PETA Ad to Go Up After Closure of Dairy Farm Where Video Showed Lame and Emaciated Cows Wading Through Waste

For Immediate Release:
September 25, 2014

Contact:
Alexis Sadoti 202-483-7382

Charlotte, N.C.

As part of its campaign to inspire consumers to learn about where their food comes from and how the animal felt when he or she was alive, PETA—whose motto reads, in part, that “animals are not ours to eat … or to abuse in any other way”—is placing a new billboard in Charlotte that shows cows on a North Carolina dairy farm caked with and knee-deep in manure next to the words “Do You Know Where YOUR Milk Comes From?”

The photograph used in the billboard is from an investigation whose details PETA released last month, which revealed emaciated and lame cows forced to wade through their own liquified manure at a Haywood County, N.C., dairy farm. PETA’s investigation prompted Asheville-based milk processing and packaging plant Milkco, a wholly owned subsidiary of Ingles Markets, to sever ties with the farm, which has now sold all the cows used for dairy products and closed down operations.

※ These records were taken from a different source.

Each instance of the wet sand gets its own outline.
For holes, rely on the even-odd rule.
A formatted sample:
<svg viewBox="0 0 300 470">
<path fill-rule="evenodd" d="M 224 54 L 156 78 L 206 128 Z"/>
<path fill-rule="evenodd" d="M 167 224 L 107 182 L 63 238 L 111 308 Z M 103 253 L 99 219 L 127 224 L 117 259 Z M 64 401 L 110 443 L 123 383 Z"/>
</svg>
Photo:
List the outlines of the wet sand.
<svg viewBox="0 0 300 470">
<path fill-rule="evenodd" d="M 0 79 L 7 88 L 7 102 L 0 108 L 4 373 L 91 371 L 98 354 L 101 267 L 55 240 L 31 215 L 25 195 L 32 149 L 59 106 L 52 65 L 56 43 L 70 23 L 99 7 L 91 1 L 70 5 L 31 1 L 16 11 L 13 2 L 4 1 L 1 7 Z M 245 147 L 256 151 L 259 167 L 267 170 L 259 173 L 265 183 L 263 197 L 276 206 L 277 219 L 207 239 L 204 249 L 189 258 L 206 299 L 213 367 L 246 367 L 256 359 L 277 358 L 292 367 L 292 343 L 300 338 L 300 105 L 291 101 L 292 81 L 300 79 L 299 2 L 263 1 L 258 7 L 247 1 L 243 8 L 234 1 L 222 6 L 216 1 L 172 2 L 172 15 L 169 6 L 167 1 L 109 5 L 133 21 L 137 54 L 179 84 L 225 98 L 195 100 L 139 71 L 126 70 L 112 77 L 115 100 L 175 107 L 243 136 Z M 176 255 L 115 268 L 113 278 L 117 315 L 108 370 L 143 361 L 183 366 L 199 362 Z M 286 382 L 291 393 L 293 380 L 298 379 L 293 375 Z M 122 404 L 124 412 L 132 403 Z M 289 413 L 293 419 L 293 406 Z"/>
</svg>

“PETA’s billboard asks shoppers if they know where the milk that they buy comes from, as PETA investigations have found filthy farms where cows suffer from untreated illness and injuries and are treated like dirt,” says PETA Executive Vice President Tracy Reiman.. “Anyone who cares about good sanitation or animal welfare should dump dairy products in favor of healthy and humane soy, almond, or rice milk.”

PETA’s latest dairy farm investigation revealed that the farm’s waste pit had not been emptied for so long that excess waste rose so high that the cows waded through it up to their knees. It splattered onto the cows’ udders just before they were milked and left animals—some of whom suffered from emaciation and lameness—with skin ulcers and painful hoof ailments. Flies swarmed around the cows, who stood in their own accumulated waste while eating. At night, the cows had no grass, straw, or bedding to lie on to escape the manure.

The August 2014 inspection that followed PETA’s complaint corroborated the group’s findings, citing “excessive manure in the cowyard,” and warned the dairy operator—for at least the fourth time—to repair the milking parlor floor.

The only way to prevent dairies from making cows suffer in miserable conditions is to go vegan. Eating dairy products—which are loaded with artery-clogging saturated animal fat and cholesterol—is also bad for human health. Cow’s milk is the number-one food allergy in young children, and it has been linked to a variety of other health problems, including prostate and ovarian cancer.